Updated September 8, 2023 - 9:48 pm

Former Bishop Gorman basketball standout Zaon Collins, who is on probation for a fatal crash that killed a 52-year-old man, has joined Salt Lake Community College’s basketball team.

Collins was released from jail Aug. 15, which is 56 days after he turned himself in on June 20 to begin serving his three-month sentence, according to a statement from the Metropolitan Police Department.

“He got good time, but he was not released early,” said Collins’ defense attorney, Frank Kocka. “He was actually held a couple days later than he should have been released.”

The 21-year-old player has been listed on Salt Lake Community College’s basketball team roster as a redshirt freshman, according to the school’s website. Athletic director Kevin Dustin confirmed to the Review-Journal that Collins is enrolled at the community college and is a member of the men’s basketball team.

Collins was sentenced on July 27 to three months in jail, plus three years of probation, after pleading guilty to a felony charge of reckless driving resulting in death or substantial bodily harm. But because Collins started serving jail time before he was sentenced, and because he was given credit for good behavior, he already has been released from the Clark County Detention Center.

Kocka has written in court records that Collins was given six days’ credit off of his 90-day sentence.

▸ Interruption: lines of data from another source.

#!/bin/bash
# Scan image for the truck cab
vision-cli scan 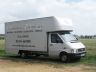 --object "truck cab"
[48,31,86,62]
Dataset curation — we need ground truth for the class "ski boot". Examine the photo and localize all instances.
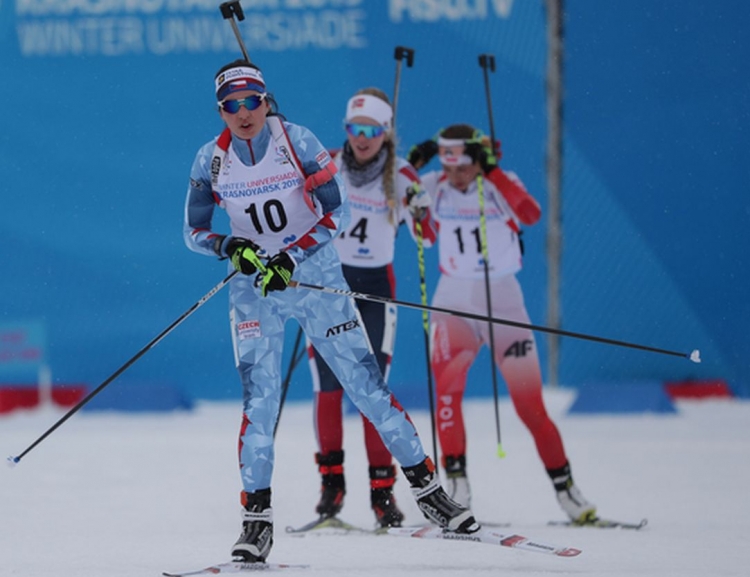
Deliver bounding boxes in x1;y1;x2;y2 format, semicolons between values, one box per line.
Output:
444;455;471;509
402;457;480;533
370;465;404;528
232;489;273;563
547;463;597;525
315;451;346;519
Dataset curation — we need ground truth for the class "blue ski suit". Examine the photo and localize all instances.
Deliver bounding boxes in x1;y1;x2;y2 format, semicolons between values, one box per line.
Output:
183;117;426;493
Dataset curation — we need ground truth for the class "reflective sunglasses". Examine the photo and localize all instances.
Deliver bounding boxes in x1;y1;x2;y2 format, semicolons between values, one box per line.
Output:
219;94;266;114
344;122;385;138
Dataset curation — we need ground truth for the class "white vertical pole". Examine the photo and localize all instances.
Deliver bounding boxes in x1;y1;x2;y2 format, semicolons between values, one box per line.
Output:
37;363;52;408
545;0;563;387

The length of Collins’ sentence at a detention facility means that under Nevada law he was eligible to have five days a month reduced from his sentence for being “obedient, orderly and faithful,” plus an additional five days a month for performing “assigned work.”

With all the credit Collins received, he was supposed to serve 52 days and be released on Aug. 11, but the jail had not properly recorded the credit for the time he had served, Kocka wrote in court documents.

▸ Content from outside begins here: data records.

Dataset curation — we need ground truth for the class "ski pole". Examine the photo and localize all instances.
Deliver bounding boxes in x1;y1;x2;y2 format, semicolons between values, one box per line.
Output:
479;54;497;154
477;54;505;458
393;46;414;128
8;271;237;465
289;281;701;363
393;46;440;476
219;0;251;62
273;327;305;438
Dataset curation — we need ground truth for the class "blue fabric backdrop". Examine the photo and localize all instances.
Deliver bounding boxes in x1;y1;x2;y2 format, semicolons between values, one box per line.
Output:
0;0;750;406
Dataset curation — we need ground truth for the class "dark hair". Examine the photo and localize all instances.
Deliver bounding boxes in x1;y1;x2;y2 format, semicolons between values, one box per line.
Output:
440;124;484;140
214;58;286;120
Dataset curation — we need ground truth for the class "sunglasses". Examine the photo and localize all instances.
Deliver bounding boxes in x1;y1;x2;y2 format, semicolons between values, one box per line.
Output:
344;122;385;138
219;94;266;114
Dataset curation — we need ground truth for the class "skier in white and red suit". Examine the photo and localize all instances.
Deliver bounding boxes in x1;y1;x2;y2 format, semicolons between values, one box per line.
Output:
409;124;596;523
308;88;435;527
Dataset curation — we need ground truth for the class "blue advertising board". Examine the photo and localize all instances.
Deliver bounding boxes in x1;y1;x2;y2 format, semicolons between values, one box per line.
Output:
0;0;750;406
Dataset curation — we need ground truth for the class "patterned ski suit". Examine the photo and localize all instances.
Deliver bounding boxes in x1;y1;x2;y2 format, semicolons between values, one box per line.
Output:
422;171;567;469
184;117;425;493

During a hearing on Aug. 15 in front of District Judge Tara Clark Newberry, the attorney successfully argued for Collins to be released from jail.

When asked about the credit Collins received, Chief Deputy District Attorney Eric Bauman said sentences are determined by the detention center, which is operated by Metro.

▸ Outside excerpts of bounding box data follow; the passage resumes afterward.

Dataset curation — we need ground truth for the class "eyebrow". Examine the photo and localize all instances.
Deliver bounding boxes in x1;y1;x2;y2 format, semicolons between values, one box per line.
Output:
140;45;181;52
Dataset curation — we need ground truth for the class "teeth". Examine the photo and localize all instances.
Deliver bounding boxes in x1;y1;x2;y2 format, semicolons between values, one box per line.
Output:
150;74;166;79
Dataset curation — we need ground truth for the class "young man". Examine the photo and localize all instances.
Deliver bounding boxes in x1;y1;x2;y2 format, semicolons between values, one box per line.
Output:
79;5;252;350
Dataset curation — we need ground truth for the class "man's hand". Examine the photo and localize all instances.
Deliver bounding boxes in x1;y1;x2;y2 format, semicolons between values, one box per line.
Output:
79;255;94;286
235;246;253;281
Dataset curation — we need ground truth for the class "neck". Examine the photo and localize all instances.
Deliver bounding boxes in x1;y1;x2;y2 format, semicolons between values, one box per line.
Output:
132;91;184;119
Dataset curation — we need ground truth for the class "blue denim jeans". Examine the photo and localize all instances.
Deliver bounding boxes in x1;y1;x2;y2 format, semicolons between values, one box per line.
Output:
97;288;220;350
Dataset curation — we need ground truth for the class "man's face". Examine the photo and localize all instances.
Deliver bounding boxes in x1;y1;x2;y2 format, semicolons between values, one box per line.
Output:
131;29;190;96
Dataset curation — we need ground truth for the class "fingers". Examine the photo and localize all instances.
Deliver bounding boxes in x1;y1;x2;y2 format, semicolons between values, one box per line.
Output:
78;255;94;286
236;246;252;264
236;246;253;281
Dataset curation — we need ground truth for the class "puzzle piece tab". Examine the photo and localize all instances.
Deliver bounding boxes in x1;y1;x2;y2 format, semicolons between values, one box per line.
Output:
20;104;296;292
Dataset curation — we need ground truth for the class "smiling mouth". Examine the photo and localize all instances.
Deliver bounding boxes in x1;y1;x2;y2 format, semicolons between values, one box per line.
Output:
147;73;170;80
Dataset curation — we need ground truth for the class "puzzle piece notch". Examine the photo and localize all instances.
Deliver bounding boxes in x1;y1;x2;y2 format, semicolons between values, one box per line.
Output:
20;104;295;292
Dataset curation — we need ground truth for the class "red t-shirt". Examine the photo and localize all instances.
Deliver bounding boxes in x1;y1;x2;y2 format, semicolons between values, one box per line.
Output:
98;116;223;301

Collins was sentenced for a crash in December 2020 that killed 52-year-old Eric Echevarria, an Army and National Guard veteran who worked as a custodian at a local elementary school. Collins initially faced a DUI charge and was accused of being under the influence of marijuana at the time of the crash.

Following Collins’ sentencing hearing in July, Bauman said complications in the case, including a changed marijuana impairment law, made it too risky to move forward without reaching a plea deal.

Collins’ former criminal defense attorneys have argued that the amount of THC in his system following the crash was so low that he could have consumed the marijuana days prior.

After the crash, a new state law removed a prohibition on specific amounts of marijuana in a driver’s blood in misdemeanor cases, which prosecutors said could have affected Collins’ case.

The Clark County district attorney’s office also had continued to pursue the DUI charge against Collins after a grand jury refused to return an indictment on the DUI count in March 2021.

As part of Collins’ probation, the judge ordered him to be placed on alcohol monitoring and to undergo mental health and substance abuse counseling, court records show.

Collins had played point guard at Bishop Gorman High School and had signed a letter of intent to play basketball at UNLV, which was rescinded after the crash.